Arnav Arora

    Part 2 - Divisibility

    We start with building the theory of divisibility in the integers.

    Definition 2.1:

    1. Suppose $ a, b \in \mathbb{Z} $ , we say that $ b $ divides $ a $ (written $ b \mid a $) when there exists $ c \in \mathbb{Z} $ such that $ a = bc $. Then, we also say that $ a $ is divisible by $ b $ or $ b $ is a divisor of $ a $.

    2. When $ a $ is not divisible by $ b $, then we write $ b \nmid a $.

    3. When $ b $ divides $ a $ and $ 1 \leq b < a $, we say $ b $ is a proper divisor of $ a $.

    4. We write $ a^k \mid \mid b $ when $ a^k \mid b $ but $ a^{k+1} \nmid b $.

    We note $ b \mid a $ only makes sense when $ b \neq 0 $.

    Example

    $ 4 \mid \mid 24 $ because $ 4 \mid 24 $ and $ 4^2 \nmid 24 $ ($ 8 \mid 24 $).

    Theorem 2.2:

    1. $ a \mid a $ for every $ a \in \mathbb{Z} \backslash {0} $.
    2. $ a \mid 0 $ for every $ a \in \mathbb{Z} \backslash {0} $.
    3. If $ a \mid b $ and $ b \mid c $, then $ a \mid c $.
    4. If $ a \mid b $ and $ b \mid a $, then $ a = \pm b $.
    5. If $ a \mid b $ and $ a \mid c $, then for all $ x, y \in \mathbb{Z} $, one has $ a \mid bx + cy $. (*)
    6. If $ a \mid b $ and $ a > 0 $ and $ b > 0 $, then $ a \leq b $.
    7. When $ m \neq 0 $, one has $ a \mid b \iff ma \mid mb $.

    Theorem 2.3: (The Division Algorithm)

    For any $ a, b \in \mathbb{Z} $ and $ a > 0 $, there exist unique $ q, r \in \mathbb{Z} $ with $ b = qa + r $ and $ 0 \leq r < a $. If further, one has $ a \not | : b $, then one has $ 0 < r < a $.

    Proof

    Existence

    We can prove existence of such $ q, r $ by construction.

    We define $ q $ so that $ a q = \max_q {a q : | : a q \leq b} $, and let $ r = b - a q $.

    Now, $ a(q + 1) > b \implies aq + a > b \implies a > b - a q = r $. So, we have found $ r $ such that $ 0 \leq r < a $.

    Uniqueness

    To prove uniqueness, suppose there exist $ q, r, q', r' $ such that $ b = qa + r $ and $ b = q'a + r' $ with $ r \neq r' $. WLOG assume $ r < r' $.

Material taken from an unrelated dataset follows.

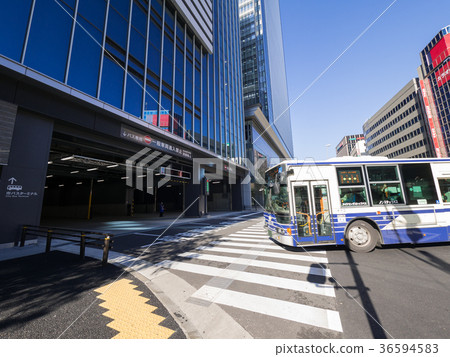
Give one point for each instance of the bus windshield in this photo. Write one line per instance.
(277, 195)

    Then, we have $ qa + r = q'a + r' \implies (q - q')a = r' - r $.

    This means $ a \mid (r' - r) $. We also have $ 0 \leq r, r' < a \implies 0 \leq r' - r < a $.

    But because divisors are smaller than the number they divide, we have $ r' - r < a $. This is a contradiction which means our assumption that $ r \neq r' $ is wrong. Hence, $ r = r' $.

    Definition 2.4:

    1. Suppose that $ a \in \mathbb{Z} \backslash {0} $ and $ b, c \in \mathbb{Z} $. Then we say $ a $ is a common divisor of $ b $ and $ c $ when $ a \mid b $ and $ a \mid c $.

    2. When $ b $ and $ c $ are not both 0, the number of common divisors of $ b $ and $ c $ is finite (Theorem 2.2 (vi)). So, we can define the greatest common divisor (or highest common factor) of $ b $ and $ c $ to be the largest common divisor. The $ \gcd $ of $ b $ and $ c $ is written $ (b, c) $ (or $ \gcd(b, c) $).

    3. When $ g_1, \ldots, g_n $ are integers, not all 0, write $ (g_1, \ldots, g_n) $ for the largest integer $ g $ with the property that $ g \mid g_i (1 \leq i \leq n) $.

    Example

    $ (0, 2) = 2 $, $ (1, 3) = 1 $, $ (1729, 182) = 91 $